Mr Wang was sitting in a café in Palo Alto in 2000 when he came up with the breakthrough technique for identifying a song from recordings, even with low-quality phone microphones and background noise. 

His original patent, filed in 2001 jointly with his Stanford professor Julius Smith, for a “system and methods for recognising sound and music signals in high noise and distortion” remains a foundational part of Shazam’s technology and intellectual property portfolio

Co-founders Chris Barton, Dhiraj Mukherjee and Philip Inghelbrecht had started pitching investors about the company, even before the music recognition system had been completed. But the dotcom bubble had already begun to burst before Shazam could get off the ground. 

“We knew we had a tiger of an idea . . . but very few of the investors we pitched to believed in it,” says Jerry Roest, who served as Shazam’s chief executive from 2002 to 2005. “Avery Wang was, and remains, the genius behind the delivery.” 

Mr Wang is the only one of Shazam’s four co-founders still working at the company. After he joins Apple, along with the rest of Shazam’s research and development team in Silicon Valley’s Redwood City, the iPhone maker will have fresh capabilities not only in music identification but the ability to recognise a wide range of audio signals, from TV and movies to the sound of people laughing or clapping. 

Some analysts believe that could have a wider applicability in future, as smartphones, headphones and even smartglasses acquire the ability to see, hear and interpret the world around them. 

“Apple isn’t buying Shazam for music. Instead, Shazam is an augmented-reality play,” Neil Cybart, an Apple analyst, said in his Above Avalon email newsletter on Monday. 

Shazam’s founders have joked that despite predicting the growth of mobile data connections, smartphone apps and digital music in their original presentation to investors in 2000, the company launched several years too early. 

Now, a decade after the iPhone launched, perhaps Shazam is joining Apple at just the right moment to help invent whatever comes next. 

The making — and unmaking — of a ‘unicorn’

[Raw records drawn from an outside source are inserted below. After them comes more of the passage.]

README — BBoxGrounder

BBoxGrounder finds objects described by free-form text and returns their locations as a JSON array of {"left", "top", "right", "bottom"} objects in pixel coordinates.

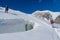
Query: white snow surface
[{"left": 0, "top": 8, "right": 59, "bottom": 40}]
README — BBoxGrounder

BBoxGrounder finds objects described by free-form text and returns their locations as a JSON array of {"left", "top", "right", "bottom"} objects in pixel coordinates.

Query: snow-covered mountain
[{"left": 0, "top": 7, "right": 60, "bottom": 40}]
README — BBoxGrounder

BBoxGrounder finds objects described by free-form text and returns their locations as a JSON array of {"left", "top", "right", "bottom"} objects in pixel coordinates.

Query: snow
[{"left": 0, "top": 8, "right": 59, "bottom": 40}]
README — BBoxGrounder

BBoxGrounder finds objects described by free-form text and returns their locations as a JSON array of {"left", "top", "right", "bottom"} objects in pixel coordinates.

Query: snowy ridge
[{"left": 0, "top": 9, "right": 59, "bottom": 40}]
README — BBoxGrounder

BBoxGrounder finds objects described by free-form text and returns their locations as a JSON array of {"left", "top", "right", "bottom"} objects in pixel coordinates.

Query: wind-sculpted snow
[{"left": 0, "top": 9, "right": 59, "bottom": 40}]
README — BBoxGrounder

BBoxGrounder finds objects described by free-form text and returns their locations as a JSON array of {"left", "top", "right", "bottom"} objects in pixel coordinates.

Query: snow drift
[{"left": 0, "top": 8, "right": 59, "bottom": 40}]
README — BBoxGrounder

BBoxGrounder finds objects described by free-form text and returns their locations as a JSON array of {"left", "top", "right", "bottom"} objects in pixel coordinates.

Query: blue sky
[{"left": 0, "top": 0, "right": 60, "bottom": 13}]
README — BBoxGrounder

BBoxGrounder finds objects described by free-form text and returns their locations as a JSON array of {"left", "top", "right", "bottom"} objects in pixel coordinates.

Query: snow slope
[{"left": 0, "top": 9, "right": 59, "bottom": 40}]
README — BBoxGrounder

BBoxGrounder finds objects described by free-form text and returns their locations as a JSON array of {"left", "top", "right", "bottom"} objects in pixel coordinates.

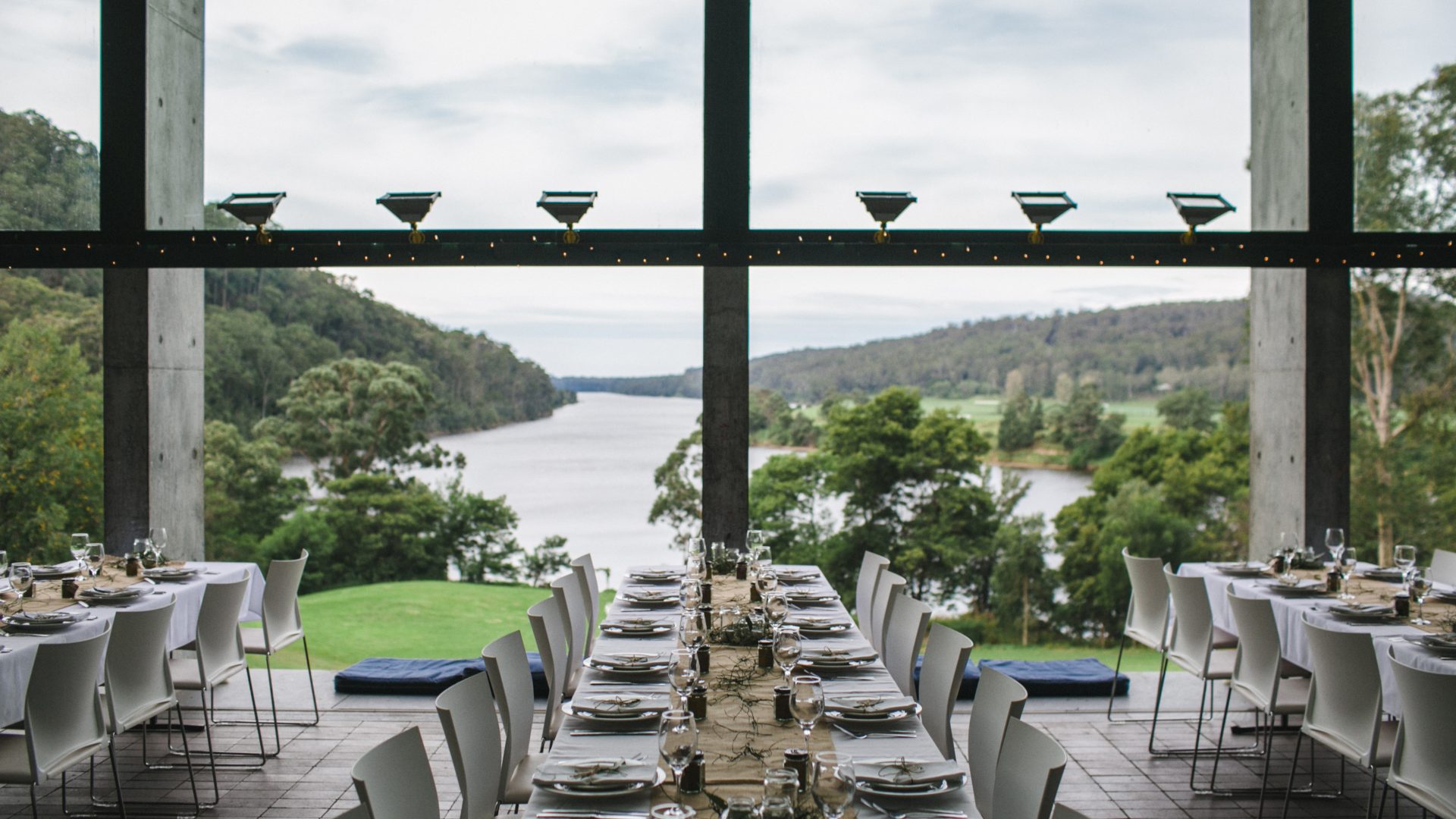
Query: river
[{"left": 285, "top": 392, "right": 1090, "bottom": 588}]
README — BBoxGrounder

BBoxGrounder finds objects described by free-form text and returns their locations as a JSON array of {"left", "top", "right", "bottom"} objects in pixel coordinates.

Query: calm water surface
[{"left": 287, "top": 392, "right": 1089, "bottom": 579}]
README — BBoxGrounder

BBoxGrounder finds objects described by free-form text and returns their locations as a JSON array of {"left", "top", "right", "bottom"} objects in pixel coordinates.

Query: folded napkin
[
  {"left": 855, "top": 758, "right": 962, "bottom": 786},
  {"left": 824, "top": 694, "right": 915, "bottom": 717},
  {"left": 532, "top": 758, "right": 657, "bottom": 790},
  {"left": 571, "top": 692, "right": 673, "bottom": 717}
]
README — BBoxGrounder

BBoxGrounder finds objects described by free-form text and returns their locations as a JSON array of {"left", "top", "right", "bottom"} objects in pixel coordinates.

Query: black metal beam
[{"left": 0, "top": 228, "right": 1456, "bottom": 268}]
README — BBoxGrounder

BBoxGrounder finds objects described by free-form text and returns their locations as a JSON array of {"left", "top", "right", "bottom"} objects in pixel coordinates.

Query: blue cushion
[{"left": 334, "top": 651, "right": 546, "bottom": 697}]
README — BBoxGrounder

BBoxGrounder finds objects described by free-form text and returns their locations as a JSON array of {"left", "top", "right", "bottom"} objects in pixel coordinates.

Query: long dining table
[
  {"left": 0, "top": 561, "right": 264, "bottom": 726},
  {"left": 1178, "top": 563, "right": 1456, "bottom": 717},
  {"left": 522, "top": 566, "right": 977, "bottom": 816}
]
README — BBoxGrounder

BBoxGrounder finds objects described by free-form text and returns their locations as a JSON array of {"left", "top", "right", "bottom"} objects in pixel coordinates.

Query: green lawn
[{"left": 252, "top": 580, "right": 616, "bottom": 670}]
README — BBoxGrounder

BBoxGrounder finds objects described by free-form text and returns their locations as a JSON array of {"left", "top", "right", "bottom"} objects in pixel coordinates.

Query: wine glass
[
  {"left": 763, "top": 592, "right": 789, "bottom": 637},
  {"left": 1407, "top": 567, "right": 1431, "bottom": 625},
  {"left": 774, "top": 625, "right": 804, "bottom": 685},
  {"left": 657, "top": 708, "right": 698, "bottom": 817},
  {"left": 789, "top": 673, "right": 824, "bottom": 748},
  {"left": 71, "top": 532, "right": 90, "bottom": 566},
  {"left": 1395, "top": 545, "right": 1415, "bottom": 582},
  {"left": 811, "top": 751, "right": 855, "bottom": 819}
]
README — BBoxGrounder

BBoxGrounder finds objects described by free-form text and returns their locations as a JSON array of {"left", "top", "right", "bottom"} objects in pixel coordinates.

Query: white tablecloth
[
  {"left": 522, "top": 566, "right": 977, "bottom": 816},
  {"left": 0, "top": 563, "right": 264, "bottom": 726},
  {"left": 1178, "top": 563, "right": 1456, "bottom": 717}
]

Two years ago, Shazam touted itself as having reached a $1bn valuation, making it one of the few British unicorns. 

“We’re looking at a billion dollars and beyond” in an initial public offering, Andrew Fisher, Shazam’s executive chairman, said as long ago as 2013. “Investors are starting to see the pervasiveness of mobiles in people’s lives, and there’s a scarcity factor around [our] type of business.”

So the $400m price tag for this week’s sale to Apple has left some investors disappointed. 

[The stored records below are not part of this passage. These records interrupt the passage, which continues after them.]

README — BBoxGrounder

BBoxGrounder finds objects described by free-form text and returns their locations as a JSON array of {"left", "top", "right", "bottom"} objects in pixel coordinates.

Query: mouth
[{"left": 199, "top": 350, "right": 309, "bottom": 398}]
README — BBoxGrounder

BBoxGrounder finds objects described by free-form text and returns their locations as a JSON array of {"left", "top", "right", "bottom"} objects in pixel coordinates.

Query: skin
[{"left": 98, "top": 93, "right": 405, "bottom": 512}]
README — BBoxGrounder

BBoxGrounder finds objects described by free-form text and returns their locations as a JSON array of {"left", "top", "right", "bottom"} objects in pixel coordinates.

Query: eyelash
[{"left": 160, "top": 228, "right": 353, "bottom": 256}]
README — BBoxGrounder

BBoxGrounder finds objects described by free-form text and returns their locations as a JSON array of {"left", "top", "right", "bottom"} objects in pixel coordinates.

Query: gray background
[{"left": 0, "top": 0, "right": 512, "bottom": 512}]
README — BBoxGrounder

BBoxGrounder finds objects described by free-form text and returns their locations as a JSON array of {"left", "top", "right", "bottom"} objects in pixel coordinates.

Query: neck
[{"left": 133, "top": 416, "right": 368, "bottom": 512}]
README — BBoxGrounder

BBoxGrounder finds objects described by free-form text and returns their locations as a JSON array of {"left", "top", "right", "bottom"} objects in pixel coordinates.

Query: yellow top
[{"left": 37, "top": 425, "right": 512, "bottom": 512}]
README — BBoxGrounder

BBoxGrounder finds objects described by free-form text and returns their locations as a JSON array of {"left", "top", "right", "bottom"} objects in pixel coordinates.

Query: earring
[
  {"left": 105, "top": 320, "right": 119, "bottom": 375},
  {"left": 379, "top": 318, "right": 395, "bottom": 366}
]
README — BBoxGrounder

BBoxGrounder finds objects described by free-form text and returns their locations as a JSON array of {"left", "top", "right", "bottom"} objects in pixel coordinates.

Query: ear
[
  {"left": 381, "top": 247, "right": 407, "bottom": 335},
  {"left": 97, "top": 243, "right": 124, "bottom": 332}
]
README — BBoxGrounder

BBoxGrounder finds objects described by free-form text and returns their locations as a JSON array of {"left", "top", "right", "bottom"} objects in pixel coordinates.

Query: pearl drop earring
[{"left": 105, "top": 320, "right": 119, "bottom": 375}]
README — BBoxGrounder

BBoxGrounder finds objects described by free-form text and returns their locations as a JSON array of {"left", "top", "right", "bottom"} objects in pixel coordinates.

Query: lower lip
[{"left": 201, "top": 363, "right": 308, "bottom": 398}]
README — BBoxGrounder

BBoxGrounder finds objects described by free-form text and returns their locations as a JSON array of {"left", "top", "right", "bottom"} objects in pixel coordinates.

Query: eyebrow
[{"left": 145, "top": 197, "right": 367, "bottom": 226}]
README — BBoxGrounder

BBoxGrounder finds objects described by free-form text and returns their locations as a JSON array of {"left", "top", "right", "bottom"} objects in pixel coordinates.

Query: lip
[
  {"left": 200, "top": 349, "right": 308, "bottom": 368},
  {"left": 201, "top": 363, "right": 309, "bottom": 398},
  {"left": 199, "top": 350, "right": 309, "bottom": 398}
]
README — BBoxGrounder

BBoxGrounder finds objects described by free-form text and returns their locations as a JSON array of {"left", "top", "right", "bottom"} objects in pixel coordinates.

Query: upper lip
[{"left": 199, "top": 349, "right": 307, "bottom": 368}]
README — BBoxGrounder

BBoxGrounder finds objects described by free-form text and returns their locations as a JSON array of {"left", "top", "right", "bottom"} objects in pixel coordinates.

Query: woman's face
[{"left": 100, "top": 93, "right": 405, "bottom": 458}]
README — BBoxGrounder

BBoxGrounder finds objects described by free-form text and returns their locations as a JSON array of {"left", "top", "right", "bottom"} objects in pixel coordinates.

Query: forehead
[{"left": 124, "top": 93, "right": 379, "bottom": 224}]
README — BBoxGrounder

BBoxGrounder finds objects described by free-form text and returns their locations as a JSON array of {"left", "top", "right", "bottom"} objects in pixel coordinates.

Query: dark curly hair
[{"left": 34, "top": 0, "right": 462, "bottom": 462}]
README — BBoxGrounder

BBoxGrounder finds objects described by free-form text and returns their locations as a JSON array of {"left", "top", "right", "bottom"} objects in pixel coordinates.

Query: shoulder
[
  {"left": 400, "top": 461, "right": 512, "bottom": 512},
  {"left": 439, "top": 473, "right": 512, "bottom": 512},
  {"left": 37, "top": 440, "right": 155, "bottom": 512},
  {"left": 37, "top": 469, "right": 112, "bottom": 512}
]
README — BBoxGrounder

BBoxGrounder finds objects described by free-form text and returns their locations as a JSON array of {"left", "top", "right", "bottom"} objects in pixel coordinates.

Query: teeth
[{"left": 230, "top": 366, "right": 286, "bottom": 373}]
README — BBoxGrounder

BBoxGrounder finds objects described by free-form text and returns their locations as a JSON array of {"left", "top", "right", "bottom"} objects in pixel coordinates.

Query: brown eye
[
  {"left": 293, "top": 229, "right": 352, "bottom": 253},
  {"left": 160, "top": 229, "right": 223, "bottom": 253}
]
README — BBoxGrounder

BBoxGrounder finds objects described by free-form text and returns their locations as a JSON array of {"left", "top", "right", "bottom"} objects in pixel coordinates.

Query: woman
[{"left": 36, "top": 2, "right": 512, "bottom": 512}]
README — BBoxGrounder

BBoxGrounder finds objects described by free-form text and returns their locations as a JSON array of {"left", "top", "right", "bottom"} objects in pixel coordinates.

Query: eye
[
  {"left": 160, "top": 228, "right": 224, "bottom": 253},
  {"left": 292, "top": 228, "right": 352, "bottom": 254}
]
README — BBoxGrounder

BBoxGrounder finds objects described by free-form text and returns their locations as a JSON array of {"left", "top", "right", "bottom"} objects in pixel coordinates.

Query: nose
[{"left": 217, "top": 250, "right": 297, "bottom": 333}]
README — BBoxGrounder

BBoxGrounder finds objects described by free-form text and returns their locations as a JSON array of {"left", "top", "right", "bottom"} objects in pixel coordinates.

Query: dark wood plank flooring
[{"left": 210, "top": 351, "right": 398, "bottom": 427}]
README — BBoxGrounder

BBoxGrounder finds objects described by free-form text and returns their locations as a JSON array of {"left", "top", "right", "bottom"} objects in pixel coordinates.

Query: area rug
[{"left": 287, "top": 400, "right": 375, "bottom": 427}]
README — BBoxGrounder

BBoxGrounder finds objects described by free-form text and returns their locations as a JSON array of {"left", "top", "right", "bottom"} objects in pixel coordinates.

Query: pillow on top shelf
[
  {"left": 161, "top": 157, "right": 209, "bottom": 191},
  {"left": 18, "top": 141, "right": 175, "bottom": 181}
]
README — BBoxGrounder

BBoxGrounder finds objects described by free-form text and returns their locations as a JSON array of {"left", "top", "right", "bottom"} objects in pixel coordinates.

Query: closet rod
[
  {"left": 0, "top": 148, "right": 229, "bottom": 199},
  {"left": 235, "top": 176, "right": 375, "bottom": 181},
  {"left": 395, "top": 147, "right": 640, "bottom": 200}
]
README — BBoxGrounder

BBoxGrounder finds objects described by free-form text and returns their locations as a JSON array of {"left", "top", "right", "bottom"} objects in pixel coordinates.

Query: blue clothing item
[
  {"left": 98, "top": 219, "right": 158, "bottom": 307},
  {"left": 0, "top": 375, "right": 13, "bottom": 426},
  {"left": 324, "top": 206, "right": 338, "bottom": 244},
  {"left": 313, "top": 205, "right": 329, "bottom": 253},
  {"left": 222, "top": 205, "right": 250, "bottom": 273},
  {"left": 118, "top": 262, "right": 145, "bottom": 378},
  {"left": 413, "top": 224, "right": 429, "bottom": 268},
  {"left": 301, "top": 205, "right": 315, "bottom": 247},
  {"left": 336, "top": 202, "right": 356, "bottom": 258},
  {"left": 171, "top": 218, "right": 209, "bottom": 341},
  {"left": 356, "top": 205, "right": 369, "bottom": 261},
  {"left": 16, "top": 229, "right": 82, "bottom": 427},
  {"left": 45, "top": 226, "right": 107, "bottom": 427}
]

Others insist the price, at roughly seven times last year’s revenues, is a “respectable” outcome for a company that has managed to survive several cycles of tech industry boom and bust. 

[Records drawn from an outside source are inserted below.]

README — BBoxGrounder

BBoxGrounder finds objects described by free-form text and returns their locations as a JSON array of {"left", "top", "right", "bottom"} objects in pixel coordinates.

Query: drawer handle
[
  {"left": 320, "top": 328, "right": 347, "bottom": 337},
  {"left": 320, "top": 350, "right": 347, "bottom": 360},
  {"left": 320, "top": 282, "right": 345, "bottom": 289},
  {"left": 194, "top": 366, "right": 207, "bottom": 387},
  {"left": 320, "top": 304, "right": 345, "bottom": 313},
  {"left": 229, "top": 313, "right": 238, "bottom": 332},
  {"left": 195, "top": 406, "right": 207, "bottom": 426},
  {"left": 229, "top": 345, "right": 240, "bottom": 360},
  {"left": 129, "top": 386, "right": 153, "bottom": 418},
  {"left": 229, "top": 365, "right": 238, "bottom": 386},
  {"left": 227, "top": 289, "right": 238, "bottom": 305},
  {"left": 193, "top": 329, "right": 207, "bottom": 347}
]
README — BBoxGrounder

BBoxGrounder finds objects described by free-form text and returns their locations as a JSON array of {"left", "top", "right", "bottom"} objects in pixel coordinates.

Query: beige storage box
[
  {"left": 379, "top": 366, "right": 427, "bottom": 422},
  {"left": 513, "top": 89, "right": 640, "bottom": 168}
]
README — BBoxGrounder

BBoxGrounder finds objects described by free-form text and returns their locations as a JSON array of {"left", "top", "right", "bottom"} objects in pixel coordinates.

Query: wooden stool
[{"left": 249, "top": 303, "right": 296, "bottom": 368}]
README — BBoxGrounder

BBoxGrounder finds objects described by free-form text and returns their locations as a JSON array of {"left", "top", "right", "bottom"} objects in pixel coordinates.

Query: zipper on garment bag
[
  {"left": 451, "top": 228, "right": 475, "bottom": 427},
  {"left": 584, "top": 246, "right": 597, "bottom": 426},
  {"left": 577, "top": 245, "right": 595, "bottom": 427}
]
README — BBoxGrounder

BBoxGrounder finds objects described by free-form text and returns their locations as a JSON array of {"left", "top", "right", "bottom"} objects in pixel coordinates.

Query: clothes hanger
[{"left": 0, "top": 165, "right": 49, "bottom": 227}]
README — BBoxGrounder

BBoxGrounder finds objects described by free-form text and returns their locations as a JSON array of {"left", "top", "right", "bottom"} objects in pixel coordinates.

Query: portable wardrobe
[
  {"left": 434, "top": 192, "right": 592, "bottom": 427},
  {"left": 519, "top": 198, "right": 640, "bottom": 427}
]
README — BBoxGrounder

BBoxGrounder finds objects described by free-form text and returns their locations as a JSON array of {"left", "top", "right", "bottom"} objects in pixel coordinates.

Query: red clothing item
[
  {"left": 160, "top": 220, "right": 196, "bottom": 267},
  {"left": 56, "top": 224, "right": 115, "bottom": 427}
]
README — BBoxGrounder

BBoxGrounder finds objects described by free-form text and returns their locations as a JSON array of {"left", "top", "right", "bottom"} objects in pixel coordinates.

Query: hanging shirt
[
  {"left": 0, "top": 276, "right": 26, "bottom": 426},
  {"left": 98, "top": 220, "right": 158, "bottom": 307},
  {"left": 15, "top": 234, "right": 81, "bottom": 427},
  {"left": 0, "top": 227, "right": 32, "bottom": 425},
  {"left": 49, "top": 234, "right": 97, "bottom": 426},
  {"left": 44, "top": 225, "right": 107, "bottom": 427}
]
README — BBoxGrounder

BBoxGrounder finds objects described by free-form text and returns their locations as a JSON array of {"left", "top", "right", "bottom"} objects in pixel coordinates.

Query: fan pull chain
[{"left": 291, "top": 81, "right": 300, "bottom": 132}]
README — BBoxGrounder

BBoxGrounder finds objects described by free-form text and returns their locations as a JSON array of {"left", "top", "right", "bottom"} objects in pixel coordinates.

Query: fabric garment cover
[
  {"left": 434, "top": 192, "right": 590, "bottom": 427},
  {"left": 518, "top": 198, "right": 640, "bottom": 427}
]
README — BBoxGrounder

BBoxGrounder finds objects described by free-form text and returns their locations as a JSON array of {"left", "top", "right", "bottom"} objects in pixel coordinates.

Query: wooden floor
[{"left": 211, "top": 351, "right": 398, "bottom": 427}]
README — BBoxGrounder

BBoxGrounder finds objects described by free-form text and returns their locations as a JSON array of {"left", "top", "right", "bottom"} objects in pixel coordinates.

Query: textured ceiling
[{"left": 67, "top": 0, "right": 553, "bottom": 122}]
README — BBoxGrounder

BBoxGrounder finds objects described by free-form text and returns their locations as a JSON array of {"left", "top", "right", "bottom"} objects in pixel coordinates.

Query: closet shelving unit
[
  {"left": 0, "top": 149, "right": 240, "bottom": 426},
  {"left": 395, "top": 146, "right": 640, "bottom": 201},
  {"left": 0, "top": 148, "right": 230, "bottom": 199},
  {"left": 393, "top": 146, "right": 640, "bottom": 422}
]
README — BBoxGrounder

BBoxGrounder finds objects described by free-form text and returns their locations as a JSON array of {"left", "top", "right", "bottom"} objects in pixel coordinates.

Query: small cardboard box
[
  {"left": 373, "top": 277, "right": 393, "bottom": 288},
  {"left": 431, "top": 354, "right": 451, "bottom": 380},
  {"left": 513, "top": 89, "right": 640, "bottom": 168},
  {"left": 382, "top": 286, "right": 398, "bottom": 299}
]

The company hired Goldman Sachs to find a buyer several months ago and had also considered a stock-based offer from Snap, according to people familiar with the process, but then turned to Apple as the Snapchat parent’s stock price fell

Over its 18-year life as a private company, Shazam had raised less than $150m, meaning most shareholders will see a return on their investment, even if it was made more than a decade ago.

Nick Habgood, managing partner at Azini Capital, a London-based private equity firm that held Shazam shares, says the $1bn valuation was a byproduct of recent investors offering a higher headline price in return for “liquidation preferences” — special terms that would have guaranteed they would be first in line to get their money back if the company had been sold for less than it had originally raised. 

The sale of another well-known UK technology company to an overseas buyer follows a string of similar deals in recent years, from chipmaker Arm’s takeover by Japan’s SoftBank to Google’s acquisition of artificial intelligence pioneer DeepMind

“Some people will say it’s a shame that Shazam has been sold to another American company but I don’t see it that way,” Mr Habgood says. “Now there’s another $300-$400m that can be cycled back into UK tech.” 

US companies, he adds, have been more successful at commercialisation and scaling up a new technology than their British counterparts. “What we are really good at in this country is innovation and creativity. We should try to play to our strengths and be willing to partner or sell out to US companies.”